The ways that Winfrey, Cross and Ali have addressed these lesbian rumors indicate that although the times have certainly changed for lesbians in this society, we have by no means reached a place where one’s sexuality does not matter. If a woman lacks a male partner, or even if she has a male partner but he is perceived to be the subordinate one in their relationship, she is opening herself up to rumors of lesbianism.

Female celebrities who face lesbian rumors do have alternatives to issuing statements that they are heterosexual; they may choose to state that their sexuality is a private issue that they do not discuss, or they may choose, eventually, to come out. Rock icon Joan Jett, who has long been rumored to be a lesbian and has always been very welcoming of her lesbian fans, told the Palm Springs Desert Sun this past spring: “I never made any kind of statement about my personal life on any level. I never made any proclamations. So I don’t know where people are getting that from.”

And L Word sex symbol Katherine Moennig, who has also been rumored to be a lesbian, has long insisted that she does not discuss her sexuality. She told USA Today in February 2005, “When it comes to my life and what I do off-screen, I don’t want to ruin that. What people do behind closed doors is their business.”

Cast mate Mia Kirshner told Curve in July 2006, “I just don’t think it matters if people are gay or straight. Why would you assume that I was straight? What difference does it make? I’m very comfortable saying that I think men are beautiful and I think women are beautiful. I think it’s very personal and I just don’t think it matters anymore.”

>But although an insistence on one’s personal privacy is the right of every individual, celebrity or otherwise, the idea that one’s sexual identity does not matter is challenged every day by the political battles waged on issues ranging from the rights of LGBT employees in the workplace to the national debate on gay marriage.

Celebrities such as Cynthia Nixon, Sheryl Swoopes, and Portia de Rossi, who carefully skirted questions about their sexuality before they decided to come out of the closet, have admitted that privacy aside, coming-out is not about revealing what goes on in one’s bedroom.

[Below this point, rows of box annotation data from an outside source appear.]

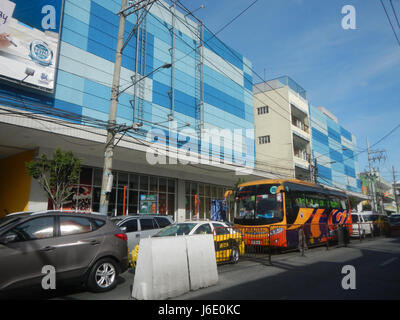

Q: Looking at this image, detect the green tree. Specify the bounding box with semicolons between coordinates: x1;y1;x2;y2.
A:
25;148;81;209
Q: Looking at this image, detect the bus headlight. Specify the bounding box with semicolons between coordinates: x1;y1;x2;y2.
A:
269;228;285;236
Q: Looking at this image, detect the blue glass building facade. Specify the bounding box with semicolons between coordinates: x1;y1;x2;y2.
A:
310;105;361;193
0;0;255;166
0;0;255;219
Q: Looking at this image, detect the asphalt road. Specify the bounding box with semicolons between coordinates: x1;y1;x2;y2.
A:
3;238;400;300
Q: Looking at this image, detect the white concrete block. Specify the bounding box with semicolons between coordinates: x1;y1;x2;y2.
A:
132;235;218;300
132;237;190;300
185;234;218;290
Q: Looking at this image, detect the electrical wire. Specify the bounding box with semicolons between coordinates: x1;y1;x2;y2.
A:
380;0;400;46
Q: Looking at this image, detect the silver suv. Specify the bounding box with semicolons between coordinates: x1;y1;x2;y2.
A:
0;211;128;293
112;214;174;252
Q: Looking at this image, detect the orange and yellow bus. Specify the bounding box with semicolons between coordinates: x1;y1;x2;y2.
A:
234;179;352;247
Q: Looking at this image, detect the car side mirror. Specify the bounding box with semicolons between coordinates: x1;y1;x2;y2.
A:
0;233;17;244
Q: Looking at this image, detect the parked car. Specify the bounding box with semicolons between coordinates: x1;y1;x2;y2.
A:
351;212;374;238
0;211;128;292
371;213;389;236
111;214;174;252
389;214;400;237
131;220;245;267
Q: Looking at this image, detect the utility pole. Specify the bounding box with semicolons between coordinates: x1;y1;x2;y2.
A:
99;0;157;215
308;155;318;183
367;138;386;212
367;138;376;212
100;0;127;215
392;166;399;213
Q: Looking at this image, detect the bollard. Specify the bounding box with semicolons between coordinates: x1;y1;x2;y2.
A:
326;224;329;250
268;227;272;265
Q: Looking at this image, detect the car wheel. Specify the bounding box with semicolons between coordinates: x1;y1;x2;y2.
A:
87;258;118;292
231;247;240;264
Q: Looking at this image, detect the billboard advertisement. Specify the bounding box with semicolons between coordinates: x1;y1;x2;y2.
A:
0;0;63;92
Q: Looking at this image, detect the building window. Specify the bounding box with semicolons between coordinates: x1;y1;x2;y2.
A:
258;135;271;144
257;106;269;115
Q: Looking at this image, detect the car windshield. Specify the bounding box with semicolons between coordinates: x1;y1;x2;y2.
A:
235;184;283;224
153;223;197;237
389;215;400;224
364;214;374;221
0;214;26;229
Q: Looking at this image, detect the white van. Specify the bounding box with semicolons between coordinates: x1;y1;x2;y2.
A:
351;211;374;238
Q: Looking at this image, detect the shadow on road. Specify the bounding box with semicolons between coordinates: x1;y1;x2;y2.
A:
184;238;400;300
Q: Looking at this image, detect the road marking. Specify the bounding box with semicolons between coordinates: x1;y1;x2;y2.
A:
380;257;397;267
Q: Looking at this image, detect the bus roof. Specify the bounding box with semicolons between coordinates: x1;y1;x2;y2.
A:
239;179;347;197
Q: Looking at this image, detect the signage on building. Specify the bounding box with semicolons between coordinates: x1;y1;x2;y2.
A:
139;194;157;214
0;0;63;92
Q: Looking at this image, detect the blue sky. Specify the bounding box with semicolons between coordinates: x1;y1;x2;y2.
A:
181;0;400;180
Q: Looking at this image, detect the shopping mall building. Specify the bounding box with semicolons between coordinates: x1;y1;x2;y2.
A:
0;0;273;220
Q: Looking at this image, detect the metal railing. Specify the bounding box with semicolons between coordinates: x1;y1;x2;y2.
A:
213;222;392;264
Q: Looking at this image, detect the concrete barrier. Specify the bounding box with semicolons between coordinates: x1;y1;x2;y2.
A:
185;234;218;290
132;235;218;300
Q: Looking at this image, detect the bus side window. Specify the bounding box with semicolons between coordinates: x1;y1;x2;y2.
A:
340;199;347;210
286;193;303;224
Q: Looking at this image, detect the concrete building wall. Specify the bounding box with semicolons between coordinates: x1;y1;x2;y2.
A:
254;86;294;177
0;150;35;217
310;105;361;192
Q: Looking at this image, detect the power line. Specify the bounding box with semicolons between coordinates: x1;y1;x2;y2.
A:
390;0;400;29
380;0;400;46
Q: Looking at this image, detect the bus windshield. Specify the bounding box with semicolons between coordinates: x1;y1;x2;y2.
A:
235;184;283;225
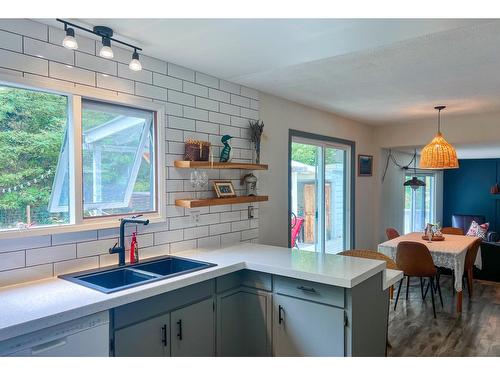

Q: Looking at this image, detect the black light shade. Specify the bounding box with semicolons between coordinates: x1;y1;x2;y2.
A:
403;176;425;190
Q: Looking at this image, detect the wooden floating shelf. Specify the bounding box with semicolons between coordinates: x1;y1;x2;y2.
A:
174;160;267;170
175;195;269;208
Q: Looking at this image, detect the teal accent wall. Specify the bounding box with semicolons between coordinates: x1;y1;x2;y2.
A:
443;159;500;231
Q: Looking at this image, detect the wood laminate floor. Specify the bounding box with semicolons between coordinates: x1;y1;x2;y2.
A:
388;275;500;356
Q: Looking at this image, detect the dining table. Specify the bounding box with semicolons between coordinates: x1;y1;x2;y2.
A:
378;232;482;313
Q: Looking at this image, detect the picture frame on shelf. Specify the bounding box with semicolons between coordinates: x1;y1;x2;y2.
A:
358;154;373;177
213;180;236;198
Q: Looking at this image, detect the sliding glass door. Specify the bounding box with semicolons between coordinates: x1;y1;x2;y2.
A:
289;136;352;254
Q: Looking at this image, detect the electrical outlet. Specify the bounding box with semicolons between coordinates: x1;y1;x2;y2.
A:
189;210;200;223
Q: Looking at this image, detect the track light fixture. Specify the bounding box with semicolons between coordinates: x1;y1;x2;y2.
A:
128;51;142;72
57;18;142;71
63;24;78;49
99;36;115;59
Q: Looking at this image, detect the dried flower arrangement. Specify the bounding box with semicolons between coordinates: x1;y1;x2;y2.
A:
248;120;264;164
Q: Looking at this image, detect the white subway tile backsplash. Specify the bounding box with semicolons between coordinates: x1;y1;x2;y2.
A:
183;107;208;121
49;26;95;55
0;49;49;76
220;232;241;246
52;230;97;245
240;86;259;100
0;18;48;41
196;121;219;134
167;63;194;82
170;240;196;254
208;112;231;125
182;81;208;97
154;229;184;245
118;63;153;84
241;108;259;120
54;256;99;276
195;72;219;89
26;244;76;266
23;38;75;65
0;264;53;287
210;223;231;236
168;90;195;107
75;51;118;75
165;102;182;116
184;226;208;240
135;82;167;101
208;89;231;103
231;94;250;108
97;73;134;94
49;61;95;86
219;103;240;116
219;80;240;95
0;251;26;271
0;20;259;285
143;55;167;74
195;96;219;112
153;73;182;91
167;116;196;132
0;30;23;52
0;235;51;253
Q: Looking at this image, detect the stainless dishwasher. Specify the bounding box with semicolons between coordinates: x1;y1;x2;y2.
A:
0;311;109;357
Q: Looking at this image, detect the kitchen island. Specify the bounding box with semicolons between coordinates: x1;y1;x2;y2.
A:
0;244;402;356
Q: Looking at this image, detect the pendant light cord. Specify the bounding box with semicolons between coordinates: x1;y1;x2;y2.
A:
382;149;417;183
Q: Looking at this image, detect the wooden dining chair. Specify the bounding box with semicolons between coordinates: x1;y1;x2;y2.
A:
463;238;482;297
385;228;399;240
338;249;399;299
441;227;465;236
394;241;443;318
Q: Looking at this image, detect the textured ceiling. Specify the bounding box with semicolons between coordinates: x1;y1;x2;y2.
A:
41;19;500;125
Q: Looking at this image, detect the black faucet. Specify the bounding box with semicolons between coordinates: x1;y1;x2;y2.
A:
109;215;149;267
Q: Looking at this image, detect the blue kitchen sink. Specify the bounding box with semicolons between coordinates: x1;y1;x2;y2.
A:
132;257;209;276
59;256;216;293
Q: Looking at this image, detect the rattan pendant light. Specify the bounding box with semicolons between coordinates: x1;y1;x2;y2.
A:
419;105;458;169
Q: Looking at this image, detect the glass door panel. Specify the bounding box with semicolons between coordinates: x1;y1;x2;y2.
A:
324;147;348;254
290;141;322;251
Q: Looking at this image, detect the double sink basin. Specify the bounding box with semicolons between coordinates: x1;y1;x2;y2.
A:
59;256;216;293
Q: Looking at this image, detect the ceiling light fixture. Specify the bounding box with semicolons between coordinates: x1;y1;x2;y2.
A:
56;18;142;71
403;150;425;190
420;105;458;169
128;51;142;72
63;24;78;49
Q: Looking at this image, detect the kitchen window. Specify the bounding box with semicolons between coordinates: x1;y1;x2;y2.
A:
404;173;436;234
0;78;164;237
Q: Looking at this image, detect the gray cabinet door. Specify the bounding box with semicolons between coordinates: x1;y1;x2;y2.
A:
217;287;272;357
273;294;344;357
114;314;170;357
170;298;215;357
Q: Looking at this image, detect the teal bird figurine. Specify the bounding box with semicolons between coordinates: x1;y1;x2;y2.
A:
220;135;233;163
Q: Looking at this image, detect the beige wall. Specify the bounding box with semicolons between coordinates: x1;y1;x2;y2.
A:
259;93;378;248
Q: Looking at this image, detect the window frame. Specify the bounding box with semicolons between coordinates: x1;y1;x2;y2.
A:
403;170;437;234
0;74;166;239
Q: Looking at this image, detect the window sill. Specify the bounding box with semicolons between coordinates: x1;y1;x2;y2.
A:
0;214;166;240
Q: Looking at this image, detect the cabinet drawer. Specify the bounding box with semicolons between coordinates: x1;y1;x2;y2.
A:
274;276;345;307
216;270;272;293
113;280;214;329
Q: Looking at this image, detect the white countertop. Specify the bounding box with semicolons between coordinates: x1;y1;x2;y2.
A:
0;244;402;341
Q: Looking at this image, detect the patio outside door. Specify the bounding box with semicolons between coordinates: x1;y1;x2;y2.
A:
290;136;351;254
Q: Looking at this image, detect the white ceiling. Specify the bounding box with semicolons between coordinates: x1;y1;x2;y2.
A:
44;19;500;125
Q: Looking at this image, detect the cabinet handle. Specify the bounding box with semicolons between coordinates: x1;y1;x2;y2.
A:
278;305;284;324
177;319;182;341
297;285;316;293
161;324;167;346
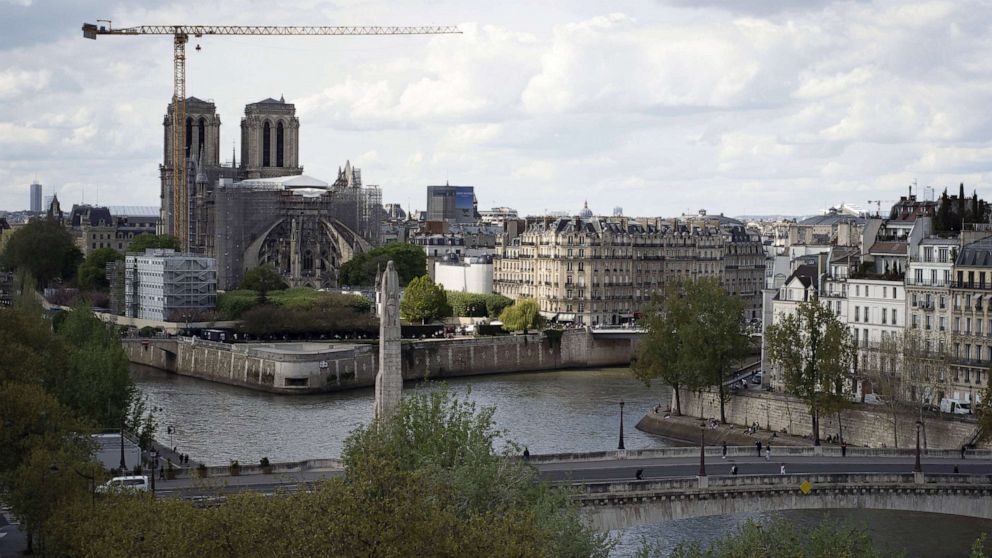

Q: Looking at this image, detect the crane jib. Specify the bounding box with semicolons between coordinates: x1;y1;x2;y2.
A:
83;24;461;38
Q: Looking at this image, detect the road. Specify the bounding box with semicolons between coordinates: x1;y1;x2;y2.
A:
149;454;992;504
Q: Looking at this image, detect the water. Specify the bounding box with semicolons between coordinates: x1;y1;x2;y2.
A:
131;365;671;465
131;365;992;558
613;509;992;558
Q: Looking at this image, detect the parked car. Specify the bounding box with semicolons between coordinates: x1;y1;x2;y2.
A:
96;475;149;494
940;397;971;415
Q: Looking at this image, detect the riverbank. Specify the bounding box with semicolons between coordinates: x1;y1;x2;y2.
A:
636;409;813;447
123;329;635;394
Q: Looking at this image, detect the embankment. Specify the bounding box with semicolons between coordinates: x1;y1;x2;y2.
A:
637;392;989;449
123;330;635;393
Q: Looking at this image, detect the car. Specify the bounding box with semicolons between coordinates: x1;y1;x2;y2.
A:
96;475;150;494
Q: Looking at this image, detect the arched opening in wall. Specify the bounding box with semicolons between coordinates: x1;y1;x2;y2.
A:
262;122;272;167
180;117;193;164
196;116;207;157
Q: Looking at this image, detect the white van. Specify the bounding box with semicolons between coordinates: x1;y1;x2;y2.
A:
940;397;971;415
96;475;149;494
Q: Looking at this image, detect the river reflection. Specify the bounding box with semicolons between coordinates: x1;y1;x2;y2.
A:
131;365;670;465
613;509;992;558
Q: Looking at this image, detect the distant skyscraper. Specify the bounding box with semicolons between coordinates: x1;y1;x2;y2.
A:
31;182;42;213
427;185;478;223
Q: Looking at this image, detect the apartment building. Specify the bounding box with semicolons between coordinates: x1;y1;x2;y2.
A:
945;238;992;401
493;217;764;325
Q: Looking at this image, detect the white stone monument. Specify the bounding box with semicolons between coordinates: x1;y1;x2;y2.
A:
375;260;403;420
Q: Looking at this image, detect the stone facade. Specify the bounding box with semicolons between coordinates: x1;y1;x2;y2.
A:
493;217;765;325
123;330;633;393
375;260;403;420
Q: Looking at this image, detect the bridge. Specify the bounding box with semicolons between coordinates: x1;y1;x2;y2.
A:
158;446;992;530
575;473;992;531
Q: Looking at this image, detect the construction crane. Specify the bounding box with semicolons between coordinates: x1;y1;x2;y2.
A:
83;19;461;252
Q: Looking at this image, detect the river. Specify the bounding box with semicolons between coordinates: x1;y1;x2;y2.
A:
131;365;992;558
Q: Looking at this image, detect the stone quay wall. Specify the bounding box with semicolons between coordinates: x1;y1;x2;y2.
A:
123;330;635;393
638;391;988;449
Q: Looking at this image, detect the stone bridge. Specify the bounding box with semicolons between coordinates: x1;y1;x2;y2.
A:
576;473;992;531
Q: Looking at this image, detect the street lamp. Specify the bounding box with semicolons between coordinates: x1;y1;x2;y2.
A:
617;399;626;450
913;421;923;473
121;417;127;475
699;422;706;477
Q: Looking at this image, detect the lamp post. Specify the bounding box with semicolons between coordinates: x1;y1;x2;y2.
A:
121;417;127;475
699;423;706;477
617;399;626;450
913;421;923;473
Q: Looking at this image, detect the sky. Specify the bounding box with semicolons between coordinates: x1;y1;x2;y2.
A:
0;0;992;216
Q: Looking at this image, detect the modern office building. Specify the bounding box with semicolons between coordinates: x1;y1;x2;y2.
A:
124;249;217;322
427;185;478;223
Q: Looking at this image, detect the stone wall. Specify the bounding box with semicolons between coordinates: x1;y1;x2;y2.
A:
124;330;632;393
682;392;987;448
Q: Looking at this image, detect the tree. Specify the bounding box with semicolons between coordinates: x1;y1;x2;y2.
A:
48;388;612;558
338;244;427;286
499;298;544;335
400;275;451;324
76;248;124;291
239;264;289;301
679;278;751;423
631;286;695;415
765;294;857;445
0;219;83;287
127;234;183;254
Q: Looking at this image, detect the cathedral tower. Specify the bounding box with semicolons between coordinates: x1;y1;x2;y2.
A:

All three women have suggested that coming-out is, at its most basic level, about being honest about who they are as individuals.

When Nixon came out to the New York Daily News in September 2004, she said, “My private life is private. But at the same time, I have nothing to hide. So what I will say is that I am very happy.”

Last October, Sheryl Swoopes told ESPN magazine, “I’m just at a point in my life where I’m tired of having to pretend to be somebody I’m not. I’m tired of having to hide my feelings about the person I care about. About the person I love.”

When Portia de Rossi spoke with The Advocate in September 2005 she crystallized, for many, the complex and conflicting feelings about coming out. “The most important thing for me was to never, ever, ever deny it,” she said of her years of silence about her relationship with Francesca Gregorini. “But I didn’t really have the courage to talk about it. I was thinking, Well, the people who need to know I’m gay know, and I’m somehow living by example by continuing on with my career and having a full, rich life, and I am incidentally gay, but it’s not a big political platform. I justified it in so many ways. Believe me, I had a very, very long and difficult struggle with my sexuality.”

For female celebrities in 2006, the question of how to address rumors of lesbianism “which often arise for women who are successful and single, whether they are gay or not” no longer needs to be addressed with flat-out denial. Cross and Winfrey’s embracing of the LGBT community, even while they situate themselves as heterosexual, is a positive sign for gays and lesbians. It shows that the stigma that once came with those pesky lesbian rumors has lessened to a considerable degree.

For those such as de Rossi, Nixon, and Swoopes, who have chosen to come out in recent years, the more tolerant atmosphere has meant that their careers have not taken an automatic nosedive. That fear has been one of the main deterrents to coming out for celebrities in the past, and though it may still prevent many male celebrities from coming out, it seems that the situation, in this one particular case, is more beneficial for women.